70 Am. U. L. Rev. 1511 (2021).
* Associate Professor of Law, University of Minnesota Law School. For helpful comments I thank Marc Blitz, Hannah Bloch-Wehba, Kiel Brennan-Marquez, Ryan Calo, Glenn Cohen, Aaron Cooper, Rebecca Crootof, Jen Daskal, Jolynn Dellinger, Scott Dewey, Mailyn Fidler, Richard Frase, Bob Gellman, Woody Hartzog, Claire Hill, Margaret Hu, Aziz Huq, Steve Koh, Bill McGeveran, Justin Murray, Maria Ponomarenko, Eve Brensike Primus, Shalev Roisman, Bruce Schneier, Scott Skinner-Thompson, Francis Shen, Christopher Slobogin, Matt Tokson, Mayank Varia, Lindsay Wiley, Ari Ezra Waldman, Andrew Woods, participants at the University of Florida’s National Security Junior Scholars Workshop, the University of Minnesota Law School’s summer workshop series, the University of Nebraska’s Law & Technology Virtual Workshop, and the University of Oklahoma’s Mini-Conference on Coronavirus and Law. For excellent research and editorial assistance, I thank Avery Bennett, Braxton Haake, Sarani Rangarajan Millican, Daniel Walsh, and the editors of the American University Law Review.
Abstract
The fight against future pandemics will likely involve digital disease surveillance: the use of digital technology to enhance traditional public-health techniques like contact tracing, isolation, and quarantine. But legal scholarship on digital disease surveillance is still in its infancy. This Article fills that gap.

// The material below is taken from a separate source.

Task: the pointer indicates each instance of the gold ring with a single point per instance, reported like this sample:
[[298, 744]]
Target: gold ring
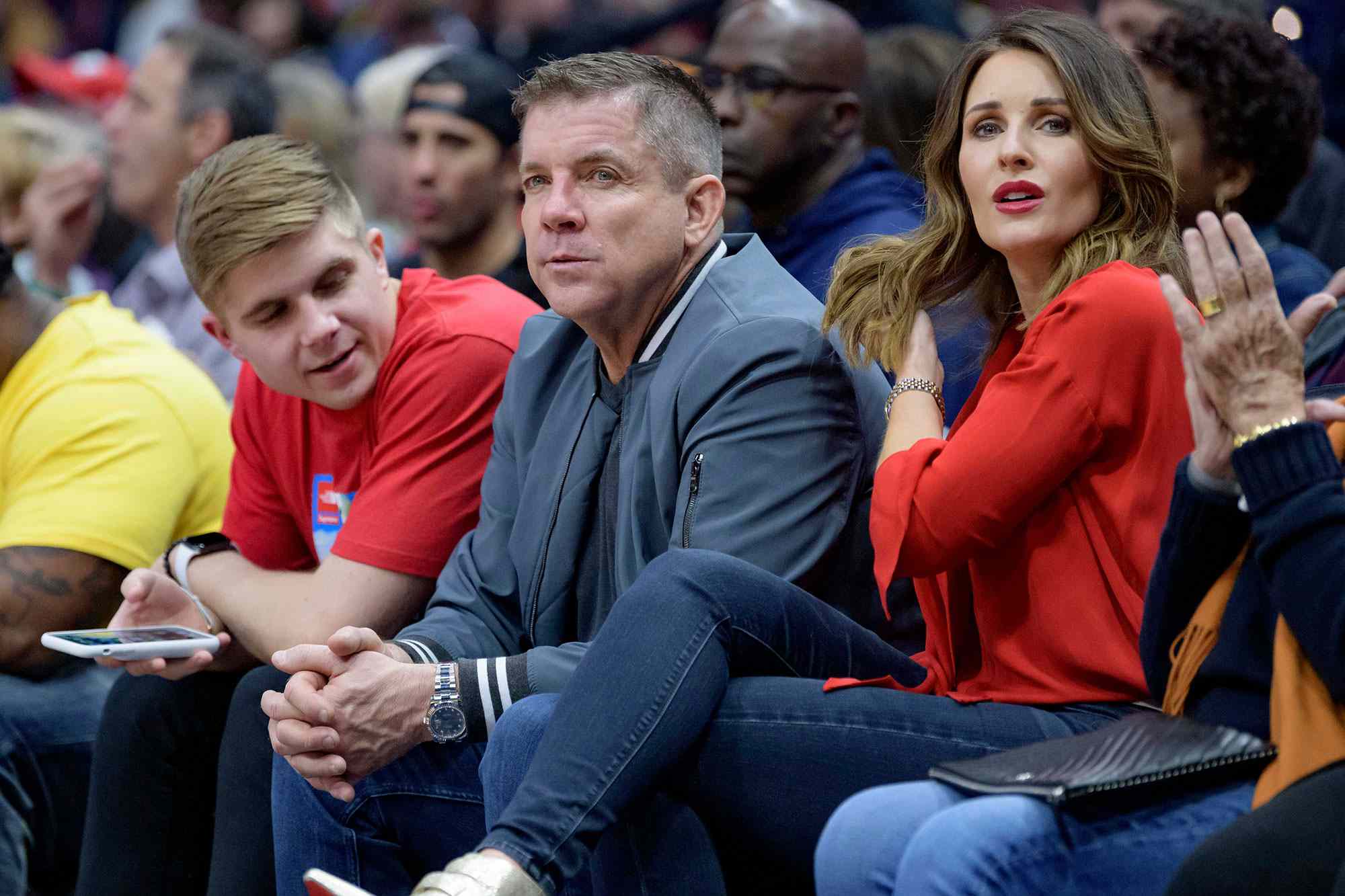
[[1211, 306]]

Part I explains the role that digital disease surveillance could have played in responding to coronavirus, and the role it likely will play in future infectious-disease outbreaks. Part II explains how the “special needs” exception to the Fourth Amendment’s warrant requirement permits almost any rationally designed disease surveillance program. Part III suggests safeguards beyond what Fourth Amendment doctrine currently requires that could protect rights without diminishing surveillance effectiveness, including review for effectiveness and equality, procedural requirements, and periodic legislative authorization. Part IV proposes a mixed standard for judicial review: courts should require these safeguards under an evolving understanding of Fourth Amendment reasonableness while tempering their review with deference to the political branches. Part IV concludes by outlining how the doctrinal evolution spurred by digital disease surveillance programs—the development of a “special needs with bite” standard—might advance a key research agenda in criminal procedure: how to apply the Fourth Amendment to modern, data-driven surveillance regimes.